8 avril 2020 — La pandémie de COVID-19 menace de créer une pénurie alimentaire pour des centaines de millions de personnes dans le monde, principalement en Afrique : c’est l’avertissement que lance le Programme alimentaire mondial (PAM), agence des Nations Unies en première ligne dans le combat contre l’insécurité alimentaire et la faim.

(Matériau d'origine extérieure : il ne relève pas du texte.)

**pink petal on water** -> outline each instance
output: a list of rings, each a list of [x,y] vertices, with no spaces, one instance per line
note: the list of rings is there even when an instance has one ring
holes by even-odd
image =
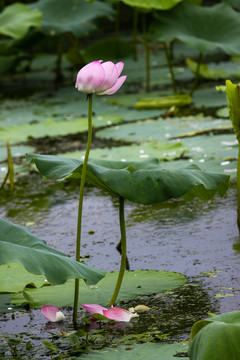
[[[86,309],[90,314],[101,314],[103,315],[103,311],[107,310],[105,307],[98,304],[81,304],[84,309]]]
[[[118,307],[112,307],[109,310],[103,310],[103,315],[110,320],[129,322],[132,318],[132,313],[128,310]]]
[[[122,84],[124,83],[124,81],[126,80],[127,75],[121,76],[115,85],[113,85],[110,89],[102,92],[102,93],[97,93],[97,95],[112,95],[115,94],[115,92],[117,92],[120,87],[122,86]]]
[[[64,314],[58,309],[57,306],[44,305],[41,308],[41,313],[46,319],[52,322],[58,322],[65,318]]]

Aujourd’hui, plus de 821 millions de personnes se couchent régulièrement le ventre vide et, parmi elles, des millions souffrent de faim aiguë, du fait notamment des conflits, du changement climatique et du ralentissement économique, rappelle le PAM dans un rapport sur les implications de la COVID-19 pour la sécurité alimentaire. « Ce sont ces personnes qui vont connaître l’impensable en raison des conséquences économiques ou logistiques de la pandémie », prévient-il, anticipant une aggravation de la faim à l’échelle mondiale.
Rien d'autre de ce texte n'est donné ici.